All invoice metadata. Supplier and sub-budget are identified by IDs only.

Constructors

Invoice 

Fields

  • supplier :: Either String ICO

    supplier IČO ([ICO]) if exists, supplier name ([DODAVATEL]) if not

  • dateIssued :: Day

    date the invoice was issued ([DATUMVYSTAVENI])

  • dateDelivered :: Day

    date the invoice was delivered ([DATUMPRIJETI])

  • dateDue :: Day

    date the invoice was due ([DATUMSPLATNOSTI])

  • datePaid :: Day

    date the invoice was paid ([DATUMUHRADY])

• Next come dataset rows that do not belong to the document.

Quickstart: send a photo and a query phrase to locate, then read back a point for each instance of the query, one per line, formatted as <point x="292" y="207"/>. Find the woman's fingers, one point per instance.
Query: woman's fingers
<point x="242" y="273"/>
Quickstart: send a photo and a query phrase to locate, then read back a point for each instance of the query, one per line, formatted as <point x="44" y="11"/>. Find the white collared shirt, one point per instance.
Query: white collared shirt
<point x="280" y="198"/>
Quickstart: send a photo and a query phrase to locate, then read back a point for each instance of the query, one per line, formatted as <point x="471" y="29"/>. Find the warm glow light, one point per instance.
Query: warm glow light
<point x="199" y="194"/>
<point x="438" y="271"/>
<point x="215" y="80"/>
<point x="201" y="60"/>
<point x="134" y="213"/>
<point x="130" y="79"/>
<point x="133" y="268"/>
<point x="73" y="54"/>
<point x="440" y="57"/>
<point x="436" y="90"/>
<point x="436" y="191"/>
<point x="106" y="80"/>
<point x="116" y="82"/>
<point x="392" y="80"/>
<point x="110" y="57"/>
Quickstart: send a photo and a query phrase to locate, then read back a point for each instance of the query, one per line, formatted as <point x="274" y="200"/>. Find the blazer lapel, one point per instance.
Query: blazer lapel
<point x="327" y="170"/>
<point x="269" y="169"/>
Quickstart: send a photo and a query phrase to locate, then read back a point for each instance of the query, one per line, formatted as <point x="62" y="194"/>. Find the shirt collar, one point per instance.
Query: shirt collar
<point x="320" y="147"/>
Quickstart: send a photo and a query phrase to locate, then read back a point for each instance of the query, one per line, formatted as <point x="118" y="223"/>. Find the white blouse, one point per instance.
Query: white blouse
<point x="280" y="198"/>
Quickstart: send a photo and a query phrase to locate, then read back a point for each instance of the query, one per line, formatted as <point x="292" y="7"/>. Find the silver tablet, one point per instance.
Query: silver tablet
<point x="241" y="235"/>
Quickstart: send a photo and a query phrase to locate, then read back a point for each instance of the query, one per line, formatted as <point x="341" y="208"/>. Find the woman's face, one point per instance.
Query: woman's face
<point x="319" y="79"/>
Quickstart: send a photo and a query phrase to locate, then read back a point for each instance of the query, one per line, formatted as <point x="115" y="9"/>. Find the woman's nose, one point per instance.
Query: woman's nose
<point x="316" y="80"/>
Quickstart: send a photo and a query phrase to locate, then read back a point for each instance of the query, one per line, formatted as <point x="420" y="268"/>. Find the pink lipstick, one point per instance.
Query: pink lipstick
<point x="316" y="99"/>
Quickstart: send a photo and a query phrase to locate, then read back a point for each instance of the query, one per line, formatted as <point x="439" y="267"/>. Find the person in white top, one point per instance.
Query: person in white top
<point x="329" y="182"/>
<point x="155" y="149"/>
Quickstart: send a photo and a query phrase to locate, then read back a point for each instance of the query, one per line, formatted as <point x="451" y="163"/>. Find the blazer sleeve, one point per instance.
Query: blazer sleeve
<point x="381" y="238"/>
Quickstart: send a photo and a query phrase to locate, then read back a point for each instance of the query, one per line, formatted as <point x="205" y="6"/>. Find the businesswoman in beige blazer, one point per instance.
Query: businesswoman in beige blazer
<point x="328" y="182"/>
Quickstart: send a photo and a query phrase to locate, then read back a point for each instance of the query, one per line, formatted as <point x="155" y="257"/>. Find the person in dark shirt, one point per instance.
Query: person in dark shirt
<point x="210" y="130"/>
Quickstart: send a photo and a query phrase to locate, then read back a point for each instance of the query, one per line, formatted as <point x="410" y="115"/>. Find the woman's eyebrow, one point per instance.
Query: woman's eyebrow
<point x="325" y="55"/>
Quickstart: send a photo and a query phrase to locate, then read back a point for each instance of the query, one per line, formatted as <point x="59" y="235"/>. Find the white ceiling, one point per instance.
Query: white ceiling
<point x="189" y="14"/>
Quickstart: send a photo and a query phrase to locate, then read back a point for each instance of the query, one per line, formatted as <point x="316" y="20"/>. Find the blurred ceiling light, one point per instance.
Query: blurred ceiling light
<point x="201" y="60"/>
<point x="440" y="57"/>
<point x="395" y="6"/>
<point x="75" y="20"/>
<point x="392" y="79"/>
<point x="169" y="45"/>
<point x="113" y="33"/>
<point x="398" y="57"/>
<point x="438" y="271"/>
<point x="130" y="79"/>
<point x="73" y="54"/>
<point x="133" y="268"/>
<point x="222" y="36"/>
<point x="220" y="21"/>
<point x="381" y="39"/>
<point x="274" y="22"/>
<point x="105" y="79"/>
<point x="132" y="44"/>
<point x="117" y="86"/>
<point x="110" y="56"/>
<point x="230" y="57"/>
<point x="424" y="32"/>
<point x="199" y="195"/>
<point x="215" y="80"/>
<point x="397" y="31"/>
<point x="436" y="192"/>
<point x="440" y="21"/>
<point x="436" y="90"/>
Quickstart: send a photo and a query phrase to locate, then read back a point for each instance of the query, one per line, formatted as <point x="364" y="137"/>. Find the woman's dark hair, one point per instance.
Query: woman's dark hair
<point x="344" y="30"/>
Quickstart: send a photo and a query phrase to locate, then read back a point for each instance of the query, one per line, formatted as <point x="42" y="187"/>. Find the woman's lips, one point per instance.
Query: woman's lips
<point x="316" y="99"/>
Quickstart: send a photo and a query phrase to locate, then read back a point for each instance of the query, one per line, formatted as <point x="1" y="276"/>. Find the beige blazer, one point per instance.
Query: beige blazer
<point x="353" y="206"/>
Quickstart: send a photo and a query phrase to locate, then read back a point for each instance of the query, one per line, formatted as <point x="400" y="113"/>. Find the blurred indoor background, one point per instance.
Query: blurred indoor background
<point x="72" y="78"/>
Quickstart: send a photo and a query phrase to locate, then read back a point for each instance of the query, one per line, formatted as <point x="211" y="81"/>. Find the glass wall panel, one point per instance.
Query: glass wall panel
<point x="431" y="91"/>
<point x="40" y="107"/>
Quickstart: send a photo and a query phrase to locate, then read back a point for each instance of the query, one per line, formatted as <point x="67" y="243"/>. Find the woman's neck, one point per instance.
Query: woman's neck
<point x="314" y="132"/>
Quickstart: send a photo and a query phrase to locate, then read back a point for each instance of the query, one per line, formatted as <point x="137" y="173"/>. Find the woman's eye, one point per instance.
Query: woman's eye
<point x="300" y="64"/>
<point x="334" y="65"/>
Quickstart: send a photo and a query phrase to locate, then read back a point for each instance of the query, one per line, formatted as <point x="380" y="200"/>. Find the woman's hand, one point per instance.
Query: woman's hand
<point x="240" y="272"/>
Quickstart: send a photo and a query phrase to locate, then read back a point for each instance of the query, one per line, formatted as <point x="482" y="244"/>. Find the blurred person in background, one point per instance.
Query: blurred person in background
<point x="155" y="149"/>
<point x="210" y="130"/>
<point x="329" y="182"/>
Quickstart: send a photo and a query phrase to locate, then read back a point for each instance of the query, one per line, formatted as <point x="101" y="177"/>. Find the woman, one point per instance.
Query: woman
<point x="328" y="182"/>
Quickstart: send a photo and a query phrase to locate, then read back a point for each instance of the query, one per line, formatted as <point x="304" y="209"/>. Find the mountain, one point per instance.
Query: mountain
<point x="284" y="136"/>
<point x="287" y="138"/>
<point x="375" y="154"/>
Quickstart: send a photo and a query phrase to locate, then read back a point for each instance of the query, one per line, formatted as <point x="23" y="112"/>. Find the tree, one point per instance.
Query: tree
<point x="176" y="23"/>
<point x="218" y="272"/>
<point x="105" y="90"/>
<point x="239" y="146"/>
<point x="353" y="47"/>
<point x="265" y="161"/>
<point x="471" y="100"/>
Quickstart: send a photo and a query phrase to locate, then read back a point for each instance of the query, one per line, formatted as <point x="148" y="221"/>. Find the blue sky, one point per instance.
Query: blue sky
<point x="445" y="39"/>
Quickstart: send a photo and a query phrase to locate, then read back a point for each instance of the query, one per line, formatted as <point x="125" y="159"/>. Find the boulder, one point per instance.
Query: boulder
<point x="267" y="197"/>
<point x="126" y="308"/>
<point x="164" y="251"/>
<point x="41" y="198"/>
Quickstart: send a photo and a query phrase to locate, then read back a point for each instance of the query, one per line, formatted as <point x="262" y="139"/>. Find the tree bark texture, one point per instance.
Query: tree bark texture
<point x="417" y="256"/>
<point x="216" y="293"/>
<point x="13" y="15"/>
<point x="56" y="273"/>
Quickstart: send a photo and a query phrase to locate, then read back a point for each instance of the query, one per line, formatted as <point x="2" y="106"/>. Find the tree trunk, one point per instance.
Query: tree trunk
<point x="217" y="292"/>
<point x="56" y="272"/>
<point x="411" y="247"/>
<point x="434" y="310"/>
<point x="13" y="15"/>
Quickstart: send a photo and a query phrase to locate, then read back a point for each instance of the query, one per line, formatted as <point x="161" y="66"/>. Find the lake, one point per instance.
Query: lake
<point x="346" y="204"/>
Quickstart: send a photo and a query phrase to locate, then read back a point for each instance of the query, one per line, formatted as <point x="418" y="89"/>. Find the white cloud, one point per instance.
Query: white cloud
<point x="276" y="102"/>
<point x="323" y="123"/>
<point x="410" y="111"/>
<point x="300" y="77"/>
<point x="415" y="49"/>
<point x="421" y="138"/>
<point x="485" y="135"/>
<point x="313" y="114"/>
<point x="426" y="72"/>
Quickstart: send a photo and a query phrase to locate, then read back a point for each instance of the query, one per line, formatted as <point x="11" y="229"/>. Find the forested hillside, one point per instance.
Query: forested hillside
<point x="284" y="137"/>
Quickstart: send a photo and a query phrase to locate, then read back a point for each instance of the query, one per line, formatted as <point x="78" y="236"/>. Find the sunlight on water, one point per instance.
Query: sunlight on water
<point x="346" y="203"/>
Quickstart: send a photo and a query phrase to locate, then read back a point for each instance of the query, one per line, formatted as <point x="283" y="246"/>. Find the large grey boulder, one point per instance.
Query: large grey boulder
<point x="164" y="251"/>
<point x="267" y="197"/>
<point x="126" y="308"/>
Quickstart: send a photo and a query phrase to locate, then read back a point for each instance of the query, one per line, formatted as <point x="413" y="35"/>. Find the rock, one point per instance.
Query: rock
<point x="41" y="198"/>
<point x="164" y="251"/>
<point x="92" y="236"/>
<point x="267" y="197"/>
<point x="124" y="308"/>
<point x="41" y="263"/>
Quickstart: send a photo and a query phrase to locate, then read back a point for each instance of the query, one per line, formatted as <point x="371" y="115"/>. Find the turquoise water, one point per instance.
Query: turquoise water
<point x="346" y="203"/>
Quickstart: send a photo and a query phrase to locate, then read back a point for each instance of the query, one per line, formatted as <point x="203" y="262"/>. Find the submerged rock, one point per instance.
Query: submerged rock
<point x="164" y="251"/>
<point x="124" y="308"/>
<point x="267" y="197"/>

  • documentType :: DocumentType

    invoice type ([TYPDOKLADU])

  • amountDue :: Money

    amount due in CZK, VAT included ([CELKOVACASTKA])

  • amountPaid :: Money

    amount paid in CZK, VAT included ([CUHRADA])

  • subBudgets :: [(Money, SubBudgetID)]

    amounts from individual sub-budgets ([CASTKAZAPOLOZKUROZPOCTU], [POLOZKAROZPOCTU])

Instances
Show Invoice # 
Instance details

Defined in HW04

Methods

showsPrec :: Int -> Invoice -> ShowS

show :: Invoice -> String

showList :: [Invoice] -> ShowS

data DocumentType #

Type of the invoice as provided in the data ([TYPDOKLADU]). Unfortunately, I was unable to find out what precisely these mean :-|.

Constructors

F

maybe a common invoice?

W

maybe a cancelled invoice?

Z

maybe a regular invoice paid in advance?

Instances
Eq DocumentType # 
Instance details

Defined in HW04

Methods

(==) :: DocumentType -> DocumentType -> Bool

(/=) :: DocumentType -> DocumentType -> Bool

Show DocumentType # 
Instance details

Defined in HW04

Methods

showsPrec :: Int -> DocumentType -> ShowS

show :: DocumentType -> String

showList :: [DocumentType] -> ShowS

type Money = Double #

Money amounts are stored as simple Doubles.

main :: IO () #

Parse the file fiven in the first command-line argument. | In case of successful parse, pretty-print the parsed database. | In case of parse failure, print the error.